Claim Rejection - Assignment of Benefits

Rejection Message

REJECTED FOR INVALID INFORMATION. BENEFITS ASSIGNMENT CERTIFICATION INDICATOR

Definition

This rejection occurs when the assignment of benefits is not set to the correct entity (Patient/Facility)

Resolution

An Assignment of Benefits Based Rejection is due to the Assignment of Benefits Indicator missing or invalid on the claim. This field indicates whether or not the insured has authorized the plan to remit payment to the provider. 

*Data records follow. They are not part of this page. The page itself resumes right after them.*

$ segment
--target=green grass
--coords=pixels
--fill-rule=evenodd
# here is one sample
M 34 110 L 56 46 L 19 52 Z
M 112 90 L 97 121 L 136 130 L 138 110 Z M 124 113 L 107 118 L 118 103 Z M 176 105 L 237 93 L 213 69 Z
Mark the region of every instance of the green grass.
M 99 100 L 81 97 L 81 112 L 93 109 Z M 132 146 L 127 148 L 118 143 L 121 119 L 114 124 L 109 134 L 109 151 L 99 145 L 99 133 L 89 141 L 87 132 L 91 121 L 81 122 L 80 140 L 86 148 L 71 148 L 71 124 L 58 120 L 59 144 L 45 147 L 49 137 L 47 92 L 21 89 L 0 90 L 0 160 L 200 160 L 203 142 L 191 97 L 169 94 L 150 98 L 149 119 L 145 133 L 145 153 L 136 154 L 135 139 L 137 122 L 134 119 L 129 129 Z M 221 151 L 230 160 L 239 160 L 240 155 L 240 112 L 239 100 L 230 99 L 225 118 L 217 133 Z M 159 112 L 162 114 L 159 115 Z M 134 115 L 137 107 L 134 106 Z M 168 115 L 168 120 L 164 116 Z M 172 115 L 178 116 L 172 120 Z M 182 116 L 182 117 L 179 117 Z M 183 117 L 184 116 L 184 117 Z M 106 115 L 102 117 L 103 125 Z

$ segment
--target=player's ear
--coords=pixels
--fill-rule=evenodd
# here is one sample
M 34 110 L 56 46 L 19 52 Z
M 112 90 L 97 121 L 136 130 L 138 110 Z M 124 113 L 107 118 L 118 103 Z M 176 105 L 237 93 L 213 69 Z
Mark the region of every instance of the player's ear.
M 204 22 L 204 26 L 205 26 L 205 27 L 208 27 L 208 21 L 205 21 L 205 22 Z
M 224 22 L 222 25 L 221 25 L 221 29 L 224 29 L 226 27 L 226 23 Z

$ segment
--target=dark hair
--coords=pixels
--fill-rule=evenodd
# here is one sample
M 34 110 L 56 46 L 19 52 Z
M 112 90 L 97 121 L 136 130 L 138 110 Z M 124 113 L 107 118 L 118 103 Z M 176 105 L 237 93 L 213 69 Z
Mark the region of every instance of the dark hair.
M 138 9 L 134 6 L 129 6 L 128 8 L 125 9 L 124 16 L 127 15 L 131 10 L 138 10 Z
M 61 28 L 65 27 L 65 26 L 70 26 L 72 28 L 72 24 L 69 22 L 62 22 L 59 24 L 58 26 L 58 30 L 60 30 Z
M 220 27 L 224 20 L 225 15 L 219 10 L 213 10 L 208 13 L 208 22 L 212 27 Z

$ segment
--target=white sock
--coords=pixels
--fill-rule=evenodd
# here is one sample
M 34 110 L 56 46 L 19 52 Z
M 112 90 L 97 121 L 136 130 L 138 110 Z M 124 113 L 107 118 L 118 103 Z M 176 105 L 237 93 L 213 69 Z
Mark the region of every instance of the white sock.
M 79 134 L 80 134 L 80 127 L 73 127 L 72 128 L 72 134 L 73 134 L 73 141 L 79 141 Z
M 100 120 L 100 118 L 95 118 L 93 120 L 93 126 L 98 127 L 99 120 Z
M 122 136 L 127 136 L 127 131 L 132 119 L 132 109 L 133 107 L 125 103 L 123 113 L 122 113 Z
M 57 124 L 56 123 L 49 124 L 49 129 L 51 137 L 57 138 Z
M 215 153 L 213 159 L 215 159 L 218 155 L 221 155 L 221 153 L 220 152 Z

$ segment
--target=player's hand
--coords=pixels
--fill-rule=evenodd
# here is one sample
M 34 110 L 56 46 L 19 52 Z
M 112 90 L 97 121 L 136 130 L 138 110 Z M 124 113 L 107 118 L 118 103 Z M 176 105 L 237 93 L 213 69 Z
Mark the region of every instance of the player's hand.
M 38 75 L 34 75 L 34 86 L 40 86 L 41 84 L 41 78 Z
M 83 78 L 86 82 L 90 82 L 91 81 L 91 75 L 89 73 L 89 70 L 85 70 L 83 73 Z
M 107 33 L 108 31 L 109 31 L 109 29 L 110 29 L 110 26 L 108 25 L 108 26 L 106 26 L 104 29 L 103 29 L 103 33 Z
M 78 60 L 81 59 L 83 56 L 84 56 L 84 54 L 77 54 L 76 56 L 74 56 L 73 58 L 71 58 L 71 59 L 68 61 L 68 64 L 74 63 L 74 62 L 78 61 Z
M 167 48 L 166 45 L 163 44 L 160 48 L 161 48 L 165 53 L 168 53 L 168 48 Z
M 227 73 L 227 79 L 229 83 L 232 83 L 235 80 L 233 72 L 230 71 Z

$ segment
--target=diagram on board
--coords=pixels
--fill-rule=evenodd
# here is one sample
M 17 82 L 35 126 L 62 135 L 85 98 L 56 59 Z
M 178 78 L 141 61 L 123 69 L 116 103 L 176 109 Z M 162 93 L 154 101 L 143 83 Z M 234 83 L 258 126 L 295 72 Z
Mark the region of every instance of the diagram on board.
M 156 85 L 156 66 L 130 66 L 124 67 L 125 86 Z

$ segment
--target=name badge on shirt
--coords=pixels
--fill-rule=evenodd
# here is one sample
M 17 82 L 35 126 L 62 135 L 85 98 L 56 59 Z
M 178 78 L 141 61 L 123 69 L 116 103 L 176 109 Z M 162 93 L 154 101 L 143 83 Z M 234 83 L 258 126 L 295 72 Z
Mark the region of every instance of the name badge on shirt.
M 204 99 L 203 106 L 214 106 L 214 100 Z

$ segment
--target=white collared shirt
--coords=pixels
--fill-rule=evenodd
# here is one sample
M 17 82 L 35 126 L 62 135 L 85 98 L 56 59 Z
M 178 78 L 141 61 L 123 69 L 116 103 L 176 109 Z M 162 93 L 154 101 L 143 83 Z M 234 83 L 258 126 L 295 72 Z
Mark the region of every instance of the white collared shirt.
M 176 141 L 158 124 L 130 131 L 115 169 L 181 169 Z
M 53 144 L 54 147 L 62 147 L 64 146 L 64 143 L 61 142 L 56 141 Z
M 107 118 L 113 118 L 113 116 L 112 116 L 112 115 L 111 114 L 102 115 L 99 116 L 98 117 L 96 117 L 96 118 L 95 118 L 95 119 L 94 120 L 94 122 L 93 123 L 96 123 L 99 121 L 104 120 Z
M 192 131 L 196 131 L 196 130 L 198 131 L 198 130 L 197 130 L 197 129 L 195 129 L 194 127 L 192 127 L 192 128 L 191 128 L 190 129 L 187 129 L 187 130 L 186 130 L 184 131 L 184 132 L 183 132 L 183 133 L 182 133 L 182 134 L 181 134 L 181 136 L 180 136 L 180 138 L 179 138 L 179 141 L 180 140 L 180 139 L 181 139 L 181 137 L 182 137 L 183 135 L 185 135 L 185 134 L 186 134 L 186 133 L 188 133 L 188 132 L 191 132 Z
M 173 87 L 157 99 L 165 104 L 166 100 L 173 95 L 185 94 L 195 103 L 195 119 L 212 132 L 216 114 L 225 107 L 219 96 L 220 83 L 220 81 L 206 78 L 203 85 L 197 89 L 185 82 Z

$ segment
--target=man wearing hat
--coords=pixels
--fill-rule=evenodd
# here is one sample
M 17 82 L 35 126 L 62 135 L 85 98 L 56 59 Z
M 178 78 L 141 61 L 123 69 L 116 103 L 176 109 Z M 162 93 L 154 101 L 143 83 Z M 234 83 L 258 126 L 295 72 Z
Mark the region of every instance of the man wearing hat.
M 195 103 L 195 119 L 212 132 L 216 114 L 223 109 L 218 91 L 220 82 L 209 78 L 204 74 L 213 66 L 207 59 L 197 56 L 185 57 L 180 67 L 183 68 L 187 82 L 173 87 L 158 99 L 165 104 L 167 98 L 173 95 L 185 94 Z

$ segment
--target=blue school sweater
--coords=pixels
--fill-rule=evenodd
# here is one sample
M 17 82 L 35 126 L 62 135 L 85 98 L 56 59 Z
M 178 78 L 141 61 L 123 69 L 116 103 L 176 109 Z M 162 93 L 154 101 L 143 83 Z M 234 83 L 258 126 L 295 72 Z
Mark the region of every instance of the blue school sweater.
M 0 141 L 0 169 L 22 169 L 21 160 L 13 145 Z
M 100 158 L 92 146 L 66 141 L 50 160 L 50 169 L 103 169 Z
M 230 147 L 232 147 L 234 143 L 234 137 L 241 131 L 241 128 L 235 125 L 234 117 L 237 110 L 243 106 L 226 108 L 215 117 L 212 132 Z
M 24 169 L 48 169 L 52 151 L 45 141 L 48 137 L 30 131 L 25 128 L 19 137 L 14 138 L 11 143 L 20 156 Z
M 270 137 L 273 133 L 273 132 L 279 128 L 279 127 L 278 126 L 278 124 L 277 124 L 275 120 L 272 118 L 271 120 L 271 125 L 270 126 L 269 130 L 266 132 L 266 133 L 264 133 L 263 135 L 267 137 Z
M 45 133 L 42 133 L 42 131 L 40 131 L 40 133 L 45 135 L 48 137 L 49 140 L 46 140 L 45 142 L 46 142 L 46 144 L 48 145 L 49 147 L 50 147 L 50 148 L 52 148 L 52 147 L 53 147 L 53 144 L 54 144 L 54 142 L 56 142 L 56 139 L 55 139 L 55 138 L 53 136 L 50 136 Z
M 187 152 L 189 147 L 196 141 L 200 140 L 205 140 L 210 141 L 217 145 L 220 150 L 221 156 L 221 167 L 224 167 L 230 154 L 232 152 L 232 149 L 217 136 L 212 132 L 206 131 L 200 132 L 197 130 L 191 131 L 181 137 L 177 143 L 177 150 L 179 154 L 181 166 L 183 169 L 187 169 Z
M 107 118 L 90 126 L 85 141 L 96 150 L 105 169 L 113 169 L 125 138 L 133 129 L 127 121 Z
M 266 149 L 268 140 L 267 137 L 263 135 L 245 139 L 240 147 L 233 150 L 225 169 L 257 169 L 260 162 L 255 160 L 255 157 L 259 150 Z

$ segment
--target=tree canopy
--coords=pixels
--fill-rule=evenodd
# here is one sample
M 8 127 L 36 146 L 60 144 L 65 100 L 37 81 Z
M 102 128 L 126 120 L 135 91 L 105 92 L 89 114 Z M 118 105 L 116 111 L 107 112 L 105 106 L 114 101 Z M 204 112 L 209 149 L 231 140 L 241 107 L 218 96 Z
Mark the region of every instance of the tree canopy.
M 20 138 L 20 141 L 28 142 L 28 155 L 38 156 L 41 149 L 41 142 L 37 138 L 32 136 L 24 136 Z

To resolve this please follow these steps: 

  1. Navigate to the Patient's Intake Profile (Patients > Patient Name > Intake) 
  2. Select "Insurance" in the Patient's Intake Profile 
  3. Select the Insurance Set for this patient 
  4. Select "Policy Holder" 
  5. Select Edit 
  6. Update Default Benefits Assignment 

Once this is completed, a corrected claim will need to be submitted. Please follow these steps to submit the claim:

  1. Navigate to the patient's profile (Patients > Patient Name) 
  2. Select "Treatment Episodes" 
  3. Select the Treatment Episode related to the claim 
  4. Select Insurance Billing 
  5. Select Review Corrections 
  6. Select Resolve next to the claim in question 
  7. Enter the Corrected Claim information as necessary and select "Resolve and Go to Submit Claims" 
  8. Click Submit Claims at the top of the screen.